Jurassic Park star Sam Neill reveals he was diagnosed with non-Hodgkin’s lymphoma
While Sam Neill was promoting “Jurassic World Dominion” in 2022, he faced difficult circumstances behind the scenes.
Neill, 75, recently revealed he was diagnosed with stage three non-Hodgkin’s lymphoma while promoting the film a year ago. He underwent treatment and is now in remission.
The star announced the news in a new interview with the BBC and explained what was going through his mind when he was first diagnosed.
“I thought, ‘I’m a crook, I’m dying,'” he said.

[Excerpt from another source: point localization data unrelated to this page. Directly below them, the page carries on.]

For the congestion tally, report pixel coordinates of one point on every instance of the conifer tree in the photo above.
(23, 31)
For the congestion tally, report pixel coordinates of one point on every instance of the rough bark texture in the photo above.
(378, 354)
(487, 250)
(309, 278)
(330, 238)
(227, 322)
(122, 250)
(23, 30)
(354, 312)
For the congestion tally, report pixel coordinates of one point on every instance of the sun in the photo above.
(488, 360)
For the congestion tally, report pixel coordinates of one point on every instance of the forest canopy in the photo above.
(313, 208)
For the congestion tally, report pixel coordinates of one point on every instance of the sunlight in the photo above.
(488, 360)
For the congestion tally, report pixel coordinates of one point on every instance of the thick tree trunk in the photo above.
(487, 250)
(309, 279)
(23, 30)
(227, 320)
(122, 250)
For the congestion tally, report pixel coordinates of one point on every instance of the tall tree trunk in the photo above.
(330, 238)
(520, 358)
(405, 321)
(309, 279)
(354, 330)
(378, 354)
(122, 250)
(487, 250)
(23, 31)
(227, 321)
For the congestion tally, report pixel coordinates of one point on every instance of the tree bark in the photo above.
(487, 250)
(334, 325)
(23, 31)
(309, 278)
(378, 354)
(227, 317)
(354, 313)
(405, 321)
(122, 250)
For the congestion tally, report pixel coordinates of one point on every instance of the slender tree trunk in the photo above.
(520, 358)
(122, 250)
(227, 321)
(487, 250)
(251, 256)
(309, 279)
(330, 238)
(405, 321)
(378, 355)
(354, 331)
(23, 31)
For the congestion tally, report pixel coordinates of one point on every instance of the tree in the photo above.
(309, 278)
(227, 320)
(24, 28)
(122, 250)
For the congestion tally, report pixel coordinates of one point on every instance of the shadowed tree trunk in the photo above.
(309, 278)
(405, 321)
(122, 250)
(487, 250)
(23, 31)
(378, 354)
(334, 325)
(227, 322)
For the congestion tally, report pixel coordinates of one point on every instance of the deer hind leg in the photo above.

The actor revealed he originally spotted lumpy glands in his neck while on a publicity tour for ‘Jurassic World Dominion’.
According to the National Cancer Institute, non-Hodgkin’s lymphoma is a type of cancer that starts in the lymphatic system, which is part of the immune system. When non-Hodgkin’s lymphoma reaches stage three, the institute says on its website, the cancer is in “groups of lymph nodes above and below the diaphragm” or “in lymph nodes above the diaphragm.” diaphragm and in the spleen”.

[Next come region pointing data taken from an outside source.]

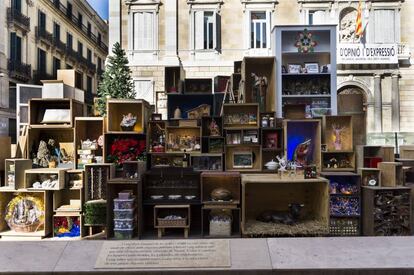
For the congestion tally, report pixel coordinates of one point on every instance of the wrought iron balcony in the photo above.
(404, 52)
(39, 75)
(78, 24)
(19, 70)
(18, 19)
(44, 35)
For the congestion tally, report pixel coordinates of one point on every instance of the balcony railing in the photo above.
(16, 17)
(19, 70)
(79, 25)
(39, 75)
(404, 52)
(44, 35)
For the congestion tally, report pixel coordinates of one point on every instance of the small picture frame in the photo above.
(243, 159)
(294, 68)
(156, 117)
(312, 68)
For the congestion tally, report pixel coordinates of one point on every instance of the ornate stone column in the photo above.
(395, 102)
(377, 103)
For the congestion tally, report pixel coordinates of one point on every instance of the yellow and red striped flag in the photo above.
(358, 29)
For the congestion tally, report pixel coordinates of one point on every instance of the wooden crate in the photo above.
(345, 161)
(88, 128)
(344, 186)
(261, 66)
(407, 151)
(243, 116)
(63, 137)
(163, 210)
(234, 230)
(337, 133)
(46, 229)
(387, 224)
(262, 192)
(206, 162)
(299, 131)
(175, 134)
(38, 106)
(68, 200)
(232, 153)
(15, 168)
(33, 175)
(391, 174)
(74, 217)
(368, 156)
(227, 180)
(116, 108)
(368, 174)
(115, 186)
(101, 172)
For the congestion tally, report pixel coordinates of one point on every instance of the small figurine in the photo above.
(128, 122)
(214, 128)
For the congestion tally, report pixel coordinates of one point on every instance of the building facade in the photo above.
(205, 37)
(42, 36)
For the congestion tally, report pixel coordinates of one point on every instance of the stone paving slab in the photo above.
(357, 253)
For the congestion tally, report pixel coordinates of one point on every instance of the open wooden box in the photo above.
(226, 180)
(337, 133)
(35, 175)
(14, 173)
(368, 156)
(262, 192)
(244, 115)
(117, 108)
(88, 128)
(44, 229)
(68, 200)
(38, 107)
(297, 133)
(62, 136)
(244, 158)
(180, 138)
(261, 66)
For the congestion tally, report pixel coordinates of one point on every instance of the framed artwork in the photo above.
(243, 159)
(312, 68)
(294, 68)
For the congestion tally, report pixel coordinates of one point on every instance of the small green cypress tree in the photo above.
(116, 80)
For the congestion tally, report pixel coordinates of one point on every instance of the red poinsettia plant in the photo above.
(124, 149)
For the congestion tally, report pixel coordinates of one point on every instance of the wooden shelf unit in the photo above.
(262, 192)
(38, 106)
(116, 108)
(368, 156)
(20, 165)
(350, 224)
(88, 128)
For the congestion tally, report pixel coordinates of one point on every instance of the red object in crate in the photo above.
(372, 162)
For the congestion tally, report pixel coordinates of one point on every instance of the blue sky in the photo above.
(101, 7)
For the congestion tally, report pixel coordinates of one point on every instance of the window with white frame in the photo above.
(317, 17)
(144, 89)
(144, 31)
(259, 29)
(206, 25)
(385, 30)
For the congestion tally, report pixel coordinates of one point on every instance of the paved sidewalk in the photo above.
(362, 255)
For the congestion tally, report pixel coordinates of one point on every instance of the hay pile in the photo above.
(254, 228)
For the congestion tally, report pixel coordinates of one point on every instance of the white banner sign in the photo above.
(367, 54)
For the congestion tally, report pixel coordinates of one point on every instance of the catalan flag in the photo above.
(359, 31)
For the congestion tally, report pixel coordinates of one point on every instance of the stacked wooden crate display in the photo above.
(220, 192)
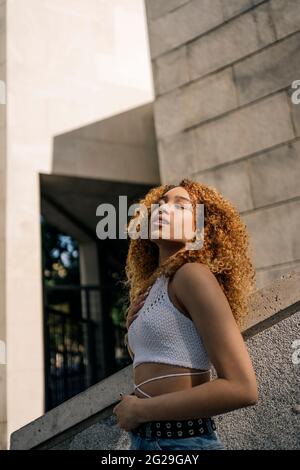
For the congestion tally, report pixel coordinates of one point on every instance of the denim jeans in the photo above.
(209, 441)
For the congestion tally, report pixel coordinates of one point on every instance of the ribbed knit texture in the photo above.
(161, 333)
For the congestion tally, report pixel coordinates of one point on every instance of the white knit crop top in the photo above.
(161, 333)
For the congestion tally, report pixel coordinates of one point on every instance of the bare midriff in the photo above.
(149, 370)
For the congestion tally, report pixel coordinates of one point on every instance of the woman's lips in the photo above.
(160, 221)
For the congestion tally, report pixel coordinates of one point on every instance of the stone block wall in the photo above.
(222, 74)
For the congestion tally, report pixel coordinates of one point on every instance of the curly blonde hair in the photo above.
(225, 250)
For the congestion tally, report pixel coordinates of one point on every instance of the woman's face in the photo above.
(172, 218)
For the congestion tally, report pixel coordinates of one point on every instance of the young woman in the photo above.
(187, 308)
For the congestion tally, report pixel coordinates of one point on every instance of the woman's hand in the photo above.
(127, 412)
(135, 307)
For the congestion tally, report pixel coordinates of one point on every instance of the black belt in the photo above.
(176, 428)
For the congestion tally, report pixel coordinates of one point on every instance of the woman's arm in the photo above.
(199, 291)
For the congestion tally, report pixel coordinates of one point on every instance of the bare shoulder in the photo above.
(198, 290)
(192, 274)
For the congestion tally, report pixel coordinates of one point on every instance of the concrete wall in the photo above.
(69, 64)
(3, 416)
(223, 113)
(86, 421)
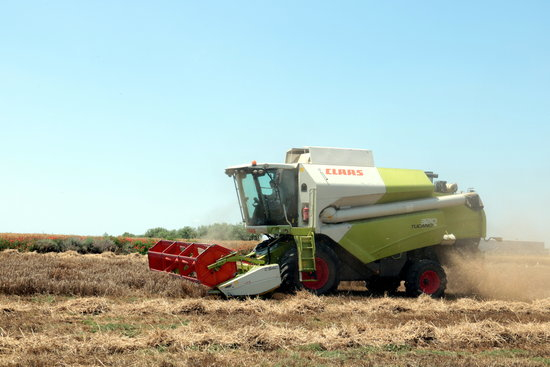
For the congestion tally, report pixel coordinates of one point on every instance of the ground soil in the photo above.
(109, 310)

Looking back on the experience, Neill said he was “quite phlegmatic” when he was diagnosed, but realized he had to “take stock of things”.

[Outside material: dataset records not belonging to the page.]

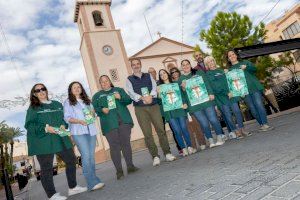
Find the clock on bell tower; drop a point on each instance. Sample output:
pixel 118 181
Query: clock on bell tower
pixel 102 51
pixel 102 48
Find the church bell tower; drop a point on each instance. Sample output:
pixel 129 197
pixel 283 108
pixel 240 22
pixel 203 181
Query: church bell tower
pixel 102 51
pixel 101 46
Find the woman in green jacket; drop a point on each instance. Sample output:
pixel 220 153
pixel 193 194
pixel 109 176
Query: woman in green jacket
pixel 177 118
pixel 223 98
pixel 255 88
pixel 43 119
pixel 204 112
pixel 110 104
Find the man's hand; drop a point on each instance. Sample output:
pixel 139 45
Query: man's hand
pixel 82 122
pixel 50 129
pixel 147 99
pixel 117 95
pixel 105 110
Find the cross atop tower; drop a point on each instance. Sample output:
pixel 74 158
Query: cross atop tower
pixel 159 34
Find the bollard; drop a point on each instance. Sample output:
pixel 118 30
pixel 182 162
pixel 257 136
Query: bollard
pixel 5 181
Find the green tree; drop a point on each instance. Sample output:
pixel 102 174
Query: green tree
pixel 197 48
pixel 231 30
pixel 285 60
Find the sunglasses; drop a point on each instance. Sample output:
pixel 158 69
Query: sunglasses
pixel 173 72
pixel 40 90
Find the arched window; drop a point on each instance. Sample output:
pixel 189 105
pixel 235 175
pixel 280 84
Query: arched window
pixel 97 18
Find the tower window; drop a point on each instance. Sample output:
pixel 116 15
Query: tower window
pixel 114 75
pixel 97 18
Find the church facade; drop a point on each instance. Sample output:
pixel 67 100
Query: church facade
pixel 103 52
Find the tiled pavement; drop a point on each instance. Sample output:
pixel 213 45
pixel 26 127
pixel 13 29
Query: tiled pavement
pixel 263 166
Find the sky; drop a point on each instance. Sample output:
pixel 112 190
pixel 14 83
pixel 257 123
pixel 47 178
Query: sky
pixel 44 40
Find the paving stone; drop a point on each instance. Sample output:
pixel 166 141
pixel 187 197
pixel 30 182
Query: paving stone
pixel 259 193
pixel 282 179
pixel 248 187
pixel 289 190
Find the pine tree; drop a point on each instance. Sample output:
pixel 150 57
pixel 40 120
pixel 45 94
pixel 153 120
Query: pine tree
pixel 231 30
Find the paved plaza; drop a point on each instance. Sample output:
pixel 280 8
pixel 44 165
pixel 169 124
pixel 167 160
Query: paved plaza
pixel 263 166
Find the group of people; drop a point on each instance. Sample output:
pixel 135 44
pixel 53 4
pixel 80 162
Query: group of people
pixel 46 119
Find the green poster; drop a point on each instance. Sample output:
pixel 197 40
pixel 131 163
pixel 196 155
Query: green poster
pixel 88 115
pixel 111 102
pixel 196 90
pixel 145 91
pixel 62 133
pixel 237 83
pixel 170 96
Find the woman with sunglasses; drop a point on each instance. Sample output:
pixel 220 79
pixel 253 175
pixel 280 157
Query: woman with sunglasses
pixel 193 126
pixel 255 88
pixel 43 118
pixel 110 104
pixel 205 112
pixel 177 118
pixel 79 113
pixel 224 101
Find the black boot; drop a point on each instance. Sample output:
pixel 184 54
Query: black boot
pixel 132 169
pixel 119 174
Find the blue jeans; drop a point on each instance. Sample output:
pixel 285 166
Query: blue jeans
pixel 227 111
pixel 206 117
pixel 179 126
pixel 256 106
pixel 86 146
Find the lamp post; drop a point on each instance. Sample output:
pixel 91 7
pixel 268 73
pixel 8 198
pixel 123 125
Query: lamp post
pixel 5 177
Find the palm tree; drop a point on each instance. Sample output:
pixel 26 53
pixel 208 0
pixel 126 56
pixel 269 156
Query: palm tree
pixel 3 128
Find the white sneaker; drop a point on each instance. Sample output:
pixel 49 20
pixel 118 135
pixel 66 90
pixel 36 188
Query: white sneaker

“I thought I had to do something, and I was like, ‘Should I start writing?’ “, did he declare.
Neill decided to write a memoir called “Did I Ever Tell You This?” and said the process of writing the book gave him “a reason to go through the day” when he had cancer.
“I didn’t think I had a book in me, I just thought I would write stories. And I found that more and more captivating,” he said.
The book, which is about Neill’s cancer, will be released in late March, and the actor said he wrote it on his own without the help of a ghostwriter. He is also very proud of how quickly he completed the project.
“I suspect my editors are lovely people, but I think they wanted to get it out quickly in case I kicked the bucket before it was time to get the stuff out,” he said. -He’s joking.
Now that he is in remission, Neill said he has gained a new perspective on life.
“I’m not afraid to die,” he explained. “What I don’t want to do is stop living, because I really like living.”
Still, he’s thrilled to get rid of some of the nasty side effects of his cancer treatment: hair loss, for example.
“More than anything, I want my beard back. I don’t like the way my face looks at all,” he said.
While reflecting on his cancer journey, Neill said it had been “an adventure, a pretty dark adventure, but an adventure nonetheless.
“And good days are just fantastic and when you get good news,” he said, “it’s absolutely exhilarating.”